Par Mahamadou ABDOURHAMANE
« Nous avons tout laissé derrière nous », confie-t-elle, la voix tremblante. L’aide alimentaire du Programme alimentaire mondial (PAM) demeure vitale pour Lobbo et ses enfants, leur offrant un fragile espoir au milieu du désespoir et leur permettant de préserver leur dignité pour faire face aux difficultés quotidiennes loin de leur foyer.
La région de Douentza au centre du Mali, paisible jadis, est aujourd’hui le théâtre de violences récurrentes. Depuis plusieurs mois, les habitants vivent dans la peur. Les blocus, l’insécurité et les déplacements internes sont devenus le quotidien de milliers de personnes.

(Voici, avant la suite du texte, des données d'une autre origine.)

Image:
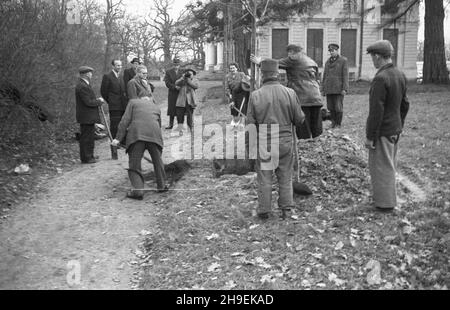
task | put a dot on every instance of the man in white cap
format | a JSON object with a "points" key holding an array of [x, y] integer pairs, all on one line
{"points": [[274, 109], [335, 84], [388, 106], [87, 114]]}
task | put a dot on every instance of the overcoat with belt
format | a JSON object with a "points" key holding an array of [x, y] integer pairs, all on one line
{"points": [[301, 73], [169, 79], [86, 104], [138, 88], [335, 76], [113, 91]]}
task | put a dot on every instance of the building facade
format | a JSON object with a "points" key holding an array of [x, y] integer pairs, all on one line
{"points": [[339, 22]]}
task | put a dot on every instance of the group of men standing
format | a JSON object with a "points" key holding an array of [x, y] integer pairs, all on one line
{"points": [[295, 110], [274, 104]]}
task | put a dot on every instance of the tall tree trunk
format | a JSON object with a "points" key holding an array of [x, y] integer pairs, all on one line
{"points": [[434, 65], [108, 47]]}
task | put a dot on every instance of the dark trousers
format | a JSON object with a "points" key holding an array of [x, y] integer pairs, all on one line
{"points": [[135, 154], [312, 126], [87, 142], [114, 120], [335, 104], [188, 111], [171, 119]]}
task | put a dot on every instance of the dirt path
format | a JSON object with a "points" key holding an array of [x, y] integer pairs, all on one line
{"points": [[82, 233]]}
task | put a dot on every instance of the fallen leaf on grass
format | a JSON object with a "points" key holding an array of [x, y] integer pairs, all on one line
{"points": [[332, 277], [306, 283], [145, 232], [212, 236], [374, 275], [339, 246], [229, 285], [213, 267], [267, 279], [316, 255]]}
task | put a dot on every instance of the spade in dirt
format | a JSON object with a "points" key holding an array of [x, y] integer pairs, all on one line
{"points": [[298, 187]]}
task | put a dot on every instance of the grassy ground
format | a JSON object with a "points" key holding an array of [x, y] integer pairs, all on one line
{"points": [[208, 238]]}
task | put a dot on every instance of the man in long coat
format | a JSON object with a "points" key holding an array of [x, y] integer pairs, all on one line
{"points": [[129, 73], [141, 124], [87, 114], [274, 109], [113, 91], [138, 86], [335, 84], [172, 75], [388, 107]]}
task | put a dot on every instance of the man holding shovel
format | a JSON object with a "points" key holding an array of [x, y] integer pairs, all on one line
{"points": [[141, 124], [87, 114], [274, 109]]}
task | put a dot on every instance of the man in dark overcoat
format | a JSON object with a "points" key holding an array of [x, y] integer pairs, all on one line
{"points": [[172, 75], [138, 86], [87, 114], [388, 107], [129, 73], [113, 91], [302, 74], [275, 110], [335, 84], [141, 124]]}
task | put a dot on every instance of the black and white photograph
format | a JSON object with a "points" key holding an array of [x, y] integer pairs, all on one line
{"points": [[247, 149]]}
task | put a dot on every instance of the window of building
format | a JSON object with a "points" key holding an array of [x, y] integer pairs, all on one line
{"points": [[314, 45], [392, 36], [280, 39], [348, 45], [350, 6]]}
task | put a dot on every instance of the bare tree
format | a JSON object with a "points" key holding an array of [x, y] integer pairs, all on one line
{"points": [[167, 29], [114, 11]]}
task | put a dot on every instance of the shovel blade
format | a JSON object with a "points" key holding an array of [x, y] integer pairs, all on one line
{"points": [[114, 152], [301, 189]]}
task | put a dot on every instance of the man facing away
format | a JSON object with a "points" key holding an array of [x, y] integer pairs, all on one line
{"points": [[171, 76], [87, 114], [388, 107], [141, 125], [129, 73], [302, 74], [335, 84], [138, 86], [113, 91], [274, 109]]}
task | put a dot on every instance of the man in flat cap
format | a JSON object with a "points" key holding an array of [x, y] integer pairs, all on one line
{"points": [[171, 76], [87, 114], [388, 106], [274, 109], [129, 73], [138, 86], [113, 91], [302, 75], [335, 84]]}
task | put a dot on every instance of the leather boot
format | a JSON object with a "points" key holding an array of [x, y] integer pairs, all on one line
{"points": [[339, 116]]}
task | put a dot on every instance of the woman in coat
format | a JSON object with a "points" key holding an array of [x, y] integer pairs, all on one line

La trentenaire se souvient du jour où elle a dû prendre la difficile décision de quitter son foyer pour trouver un abri sûr à une centaine de kilomètres plus loin : « C’était en juin dernier. Les violences se rapprochaient de notre village. Pour protéger mes enfants, je n’ai pas hésité une seconde. »
Accompagnée de ses quatre plus jeunes, elle a entrepris un long périple, traversant des paysages arides et inhospitaliers. « Nous avons voyagé pendant trois jours à bord d’une charrette, sans nourriture. Les enfants pleuraient de faim et de soif, » relate-elle.
Une précarité économique contagieuse
Dans la précipitation et par peur de s’encombrer, les personnes affectées fuient leurs localités sans pouvoir apporter le moindre bien avec elles. Les conditions de ces voyages improvisés et incertains ne leur permettent pas de se déplacer avec leurs bétails ou tout autre moyen de subsistance espérant compter sur des familles d’accueil ne serait-ce que pendant les premiers mois suivant leur déplacement. « J’ai quitté mon village avec quatre de mes enfants laissant les deux autres avec leur père. La petite quantité d’eau que nous avions s’est épuisée avant que nous n’arrivions à destination » explique Lobbo.
Cette mère de six ans enfants dont le plus petit n’a que quatre mois, fait partie des centaines de personnes qui ont dû rompre avec leur mode de vie habituel, bravant les routes incertaines, Comptant sur la générosité d’une famille à destination.
À Douentza, Lobbo a trouvé refuge chez une amie dont la générosité est aussi grande que sa famille nombreuse. Mais la cohabitation est difficile. « Nous sommes trop nombreux. Cela n’a pas été facile pour elle d’accueillir de manière imprévue une famille de la même taille que la sienne. Les ressources sont limitées et nous avons épuisé ses stocks alimentaires en deux jours seulement. » dit-elle reconnaissante.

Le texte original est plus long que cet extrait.